For EDP, this deal is likely to offer more opportunities than threats. As Chinese enterprises are usually known for their approach of keeping acquired businesses more or less in their established shape, I believe EDP will be able to continue its core business as before. They will also become ‘more Chinese’, as will their journal and book portfolio, which I see as more of an asset than a liability. China is already a powerhouse of science and technology research in the world, and has recently surpassed the U.S. in the number of papers published. China is not yet among the highest-output countries in terms of quality papers, measured by average citations per paper. However, in terms of quantity, China is the most productive and has been there for a while already. (It is worth noting that there are somewhere between 4000-5000 Chinese language STM journals in addition to the several hundred English-language ones. People in the West tend to overlook this huge reservoir of content!)

Whether this merger will turn out to be a true win-win, we will see, perhaps by 2025. But the ingredients for success are available and in the hands of both sides. In the end, the customers, whom we publishers serve, will decide. Libraries and their readers, and the Chinese and international scholars as authors, will be key to Science Press’ success as an international publisher.

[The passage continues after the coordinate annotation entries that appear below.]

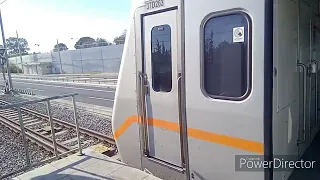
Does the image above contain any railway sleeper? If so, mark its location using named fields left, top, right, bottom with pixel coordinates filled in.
left=24, top=118, right=39, bottom=125
left=55, top=130, right=69, bottom=136
left=25, top=120, right=43, bottom=127
left=61, top=136, right=83, bottom=145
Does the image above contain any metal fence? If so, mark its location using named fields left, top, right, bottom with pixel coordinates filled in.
left=9, top=44, right=123, bottom=74
left=0, top=93, right=82, bottom=179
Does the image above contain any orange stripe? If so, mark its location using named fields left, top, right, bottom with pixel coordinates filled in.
left=114, top=116, right=264, bottom=154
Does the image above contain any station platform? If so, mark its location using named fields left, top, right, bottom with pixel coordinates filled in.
left=13, top=147, right=160, bottom=180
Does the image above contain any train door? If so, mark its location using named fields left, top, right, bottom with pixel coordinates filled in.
left=140, top=8, right=188, bottom=178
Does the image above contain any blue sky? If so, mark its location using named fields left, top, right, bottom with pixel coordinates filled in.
left=0, top=0, right=132, bottom=52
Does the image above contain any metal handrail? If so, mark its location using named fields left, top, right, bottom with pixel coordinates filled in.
left=310, top=60, right=318, bottom=127
left=138, top=73, right=149, bottom=156
left=297, top=63, right=307, bottom=144
left=0, top=93, right=83, bottom=179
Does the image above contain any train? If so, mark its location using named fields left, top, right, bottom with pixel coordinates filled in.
left=112, top=0, right=320, bottom=180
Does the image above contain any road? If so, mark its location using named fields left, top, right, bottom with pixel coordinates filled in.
left=0, top=79, right=115, bottom=108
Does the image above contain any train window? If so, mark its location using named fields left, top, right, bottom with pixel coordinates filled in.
left=151, top=25, right=172, bottom=92
left=202, top=14, right=251, bottom=100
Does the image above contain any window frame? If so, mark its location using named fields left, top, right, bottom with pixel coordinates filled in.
left=150, top=23, right=173, bottom=94
left=200, top=9, right=253, bottom=101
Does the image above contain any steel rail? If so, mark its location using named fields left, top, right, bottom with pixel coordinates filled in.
left=0, top=100, right=116, bottom=145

I expect that at mid- and long-term (10-25 years), the Chinese publishing industry will actively co-define the standards of future academic publishing. The current standards of publishing are mostly set by the Western world, which is often seen as unfair by non-Western participants; for example, English is effectively the lingua franca of STM publishing, and Impact Factor metrics are controlled from the US.

Do you know or see more such deals in future?

There are always rumors about more of these takeovers, so let’s wait and see!